Passive income is generally defined as income that comes from investments or business interests that require minimal effort. You don’t go to work each day to earn passive income, although managing your investments may still require work. Retirement, however you define it, is achieved when you don’t have to work to earn a living, but instead can count on reliable sources of passive income.
- Despite its name, passive income still requires some degree of investment management.
- Sources of income during retirement can include investments, real estate rentals, network marketing, and more.
- Due to the possibility of cognitive decline over time, many retirees hire financial professionals to help manage passive income streams.
- The IRS does not count investment income as passive income, and these two categories receive separate tax treatment.
How to Build Sources of Passive Income
Most people build up sources of passive income over time by working, then saving and investing some of what they earn. They build up their savings and investments to the point where the investments generate enough income that they can retire and then just manage their investments or businesses.
Once you have investments, you have to learn to manage them so they generate reliable passive income. In retirement, it is best to follow a disciplined set of investment management rules to make sure you don't withdraw too much too soon and thus jeopardize your future income.
The book Rich Dad Poor Dad, by Robert Kiyosaki, does a great job of helping you understand the difference between working for a living at a job versus working toward building a business and an investment portfolio that can generate ongoing passive income.
Passive Income Mistakes
One of the mistakes that people make when planning for passive retirement income is thinking they can put everything on autopilot. Managing investments—whether in the form of mutual funds, retirement accounts, businesses, or real estate—takes time. You can hire good people to help you, but you still need to keep tabs on those people and on the work they are doing.
Cognitive abilities can decline rapidly after age 65 without you even being aware that it is occurring. For that reason, it is important to have advisors and family members you trust. Share your passive income strategies with relevant people you trust and know will look out for you.
How to Earn Passive Income in Retirement
From a business: If you are looking for ways to build a business, start by evaluating the areas where you have both experience and passion. You may go back many years to things you did when you were younger and find that an old hobby, combined with years of business experience, can turn into something exciting and lucrative. This process can help you find business ideas that leverage the skills you already have.
From investments: Learn as much as you can about how to invest for income. Each type of investment—such as interest income from bonds; dividend income from stocks; or retirement income mutual funds, high-yield investments, or annuity income—has its own pros and cons. There is no such thing as a perfect investment, so mixing up a portfolio with many different choices is usually the best approach.
From rental real estate: Creating passive income through rental real estate can be an effective strategy, but you need to do your homework before heading down that path. Successful real estate investors look at it as a business, not as a get-rich-quick plan.
From a network marketing business: Many network marketing businesses, also called "multi-level marketing," tell you that their business model is a great way to build passive income.
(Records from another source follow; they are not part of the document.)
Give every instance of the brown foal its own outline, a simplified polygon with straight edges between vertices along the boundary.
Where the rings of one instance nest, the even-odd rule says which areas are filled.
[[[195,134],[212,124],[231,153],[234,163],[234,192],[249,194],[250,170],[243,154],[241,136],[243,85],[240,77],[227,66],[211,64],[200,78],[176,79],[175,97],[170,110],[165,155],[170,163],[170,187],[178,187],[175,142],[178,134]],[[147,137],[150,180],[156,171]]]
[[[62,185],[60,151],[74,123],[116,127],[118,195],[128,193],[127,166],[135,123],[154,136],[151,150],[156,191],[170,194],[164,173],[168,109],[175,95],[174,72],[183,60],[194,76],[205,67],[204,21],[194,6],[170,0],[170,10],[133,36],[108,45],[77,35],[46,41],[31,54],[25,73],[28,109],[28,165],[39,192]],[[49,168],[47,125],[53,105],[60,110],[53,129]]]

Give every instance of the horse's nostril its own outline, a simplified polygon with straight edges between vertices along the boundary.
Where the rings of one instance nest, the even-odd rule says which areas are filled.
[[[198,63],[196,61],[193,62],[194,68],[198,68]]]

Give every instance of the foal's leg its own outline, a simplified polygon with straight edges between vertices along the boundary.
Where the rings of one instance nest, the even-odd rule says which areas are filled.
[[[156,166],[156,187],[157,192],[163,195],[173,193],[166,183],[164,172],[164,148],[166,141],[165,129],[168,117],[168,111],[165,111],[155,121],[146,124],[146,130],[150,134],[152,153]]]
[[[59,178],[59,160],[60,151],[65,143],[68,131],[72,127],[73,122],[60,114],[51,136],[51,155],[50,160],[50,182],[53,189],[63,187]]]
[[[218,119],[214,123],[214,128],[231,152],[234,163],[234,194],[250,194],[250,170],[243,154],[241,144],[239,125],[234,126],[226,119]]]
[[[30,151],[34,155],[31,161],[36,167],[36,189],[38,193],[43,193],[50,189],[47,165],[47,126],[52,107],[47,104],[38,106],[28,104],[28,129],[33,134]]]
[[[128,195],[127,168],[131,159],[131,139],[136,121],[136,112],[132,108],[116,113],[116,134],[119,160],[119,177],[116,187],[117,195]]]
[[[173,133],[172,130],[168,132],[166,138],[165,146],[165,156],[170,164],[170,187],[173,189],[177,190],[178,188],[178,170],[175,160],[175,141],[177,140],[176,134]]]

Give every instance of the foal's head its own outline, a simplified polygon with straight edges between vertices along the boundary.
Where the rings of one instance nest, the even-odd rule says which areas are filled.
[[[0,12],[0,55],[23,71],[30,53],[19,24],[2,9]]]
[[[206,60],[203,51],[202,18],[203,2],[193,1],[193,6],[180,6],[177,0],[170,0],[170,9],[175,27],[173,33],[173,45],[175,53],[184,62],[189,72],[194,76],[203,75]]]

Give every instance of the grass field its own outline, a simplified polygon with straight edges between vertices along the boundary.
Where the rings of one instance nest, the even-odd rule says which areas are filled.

People can have a tremendous amount of success building these types of businesses, but there is nothing passive about it initially. Like building any business, it requires lots of hours and hard work. Companies such as Avon and Primerica are network marketing businesses that people have found to be lucrative and successful.
Numerous network marketing businesses have come across as scams, so be careful, and make sure the business is legitimate.
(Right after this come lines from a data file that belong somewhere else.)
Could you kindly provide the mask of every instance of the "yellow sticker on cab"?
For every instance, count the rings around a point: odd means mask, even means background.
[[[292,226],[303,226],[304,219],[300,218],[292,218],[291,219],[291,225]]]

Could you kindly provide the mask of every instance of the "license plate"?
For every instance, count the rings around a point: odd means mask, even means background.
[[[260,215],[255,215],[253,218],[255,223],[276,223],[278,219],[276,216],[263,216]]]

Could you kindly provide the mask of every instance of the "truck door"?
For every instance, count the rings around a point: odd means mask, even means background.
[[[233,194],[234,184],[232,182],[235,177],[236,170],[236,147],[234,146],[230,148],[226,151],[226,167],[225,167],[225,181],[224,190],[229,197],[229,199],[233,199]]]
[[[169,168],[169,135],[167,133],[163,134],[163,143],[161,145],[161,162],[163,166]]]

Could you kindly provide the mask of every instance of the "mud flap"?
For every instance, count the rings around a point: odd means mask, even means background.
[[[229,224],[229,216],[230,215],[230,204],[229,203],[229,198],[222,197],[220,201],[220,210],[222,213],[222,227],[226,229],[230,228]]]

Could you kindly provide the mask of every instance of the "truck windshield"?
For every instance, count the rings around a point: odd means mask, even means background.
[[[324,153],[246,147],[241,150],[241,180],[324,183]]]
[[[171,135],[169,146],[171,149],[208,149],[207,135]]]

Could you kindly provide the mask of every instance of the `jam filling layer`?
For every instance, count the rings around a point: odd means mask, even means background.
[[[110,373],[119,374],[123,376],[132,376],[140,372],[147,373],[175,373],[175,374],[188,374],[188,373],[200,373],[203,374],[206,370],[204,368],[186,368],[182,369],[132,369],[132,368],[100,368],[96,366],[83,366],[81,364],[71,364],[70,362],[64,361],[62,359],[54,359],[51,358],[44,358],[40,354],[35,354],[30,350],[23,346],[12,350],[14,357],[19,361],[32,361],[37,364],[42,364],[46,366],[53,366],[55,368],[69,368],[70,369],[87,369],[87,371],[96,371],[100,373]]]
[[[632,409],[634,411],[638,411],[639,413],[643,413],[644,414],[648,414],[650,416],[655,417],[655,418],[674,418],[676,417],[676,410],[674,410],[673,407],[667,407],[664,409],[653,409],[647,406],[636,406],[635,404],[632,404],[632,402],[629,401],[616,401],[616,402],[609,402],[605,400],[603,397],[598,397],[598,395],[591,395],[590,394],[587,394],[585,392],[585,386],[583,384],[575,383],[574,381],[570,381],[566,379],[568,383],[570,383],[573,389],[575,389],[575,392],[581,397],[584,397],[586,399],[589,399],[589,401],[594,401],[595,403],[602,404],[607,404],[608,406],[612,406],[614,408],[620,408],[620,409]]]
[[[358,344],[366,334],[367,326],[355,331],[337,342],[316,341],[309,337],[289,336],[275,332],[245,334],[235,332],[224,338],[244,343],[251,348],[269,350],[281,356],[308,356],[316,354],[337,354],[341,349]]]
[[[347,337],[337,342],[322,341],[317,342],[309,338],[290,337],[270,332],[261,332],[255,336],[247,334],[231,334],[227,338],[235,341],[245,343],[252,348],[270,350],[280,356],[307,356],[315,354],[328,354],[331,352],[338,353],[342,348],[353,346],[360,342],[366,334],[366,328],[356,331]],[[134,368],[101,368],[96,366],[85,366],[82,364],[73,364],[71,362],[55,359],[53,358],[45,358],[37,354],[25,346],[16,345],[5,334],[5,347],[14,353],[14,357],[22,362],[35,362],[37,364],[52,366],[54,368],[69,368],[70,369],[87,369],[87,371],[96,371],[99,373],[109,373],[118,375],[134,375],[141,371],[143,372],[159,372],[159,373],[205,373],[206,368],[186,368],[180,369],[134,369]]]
Tax Definition of Passive Income
From a tax perspective, there is a more technical description of passive income. The IRS categorizes passive activity as any rental activity or any business in which the taxpayer does not materially participate. By their definition, passive income does not include salaries, portfolios, or investment income. Non-passive activities are businesses in which the taxpayer works on a regular, continuous, and substantial basis.
The definition above makes a distinction between passive income and portfolio/investment income. This distinction is used to determine what types of tax deductions might be used if you experience losses from a passive investment.
One of the key differences among passive income, investment income, and earned income is you don’t pay FICA taxes (such as Social Security and Medicare) on passive income or investment income.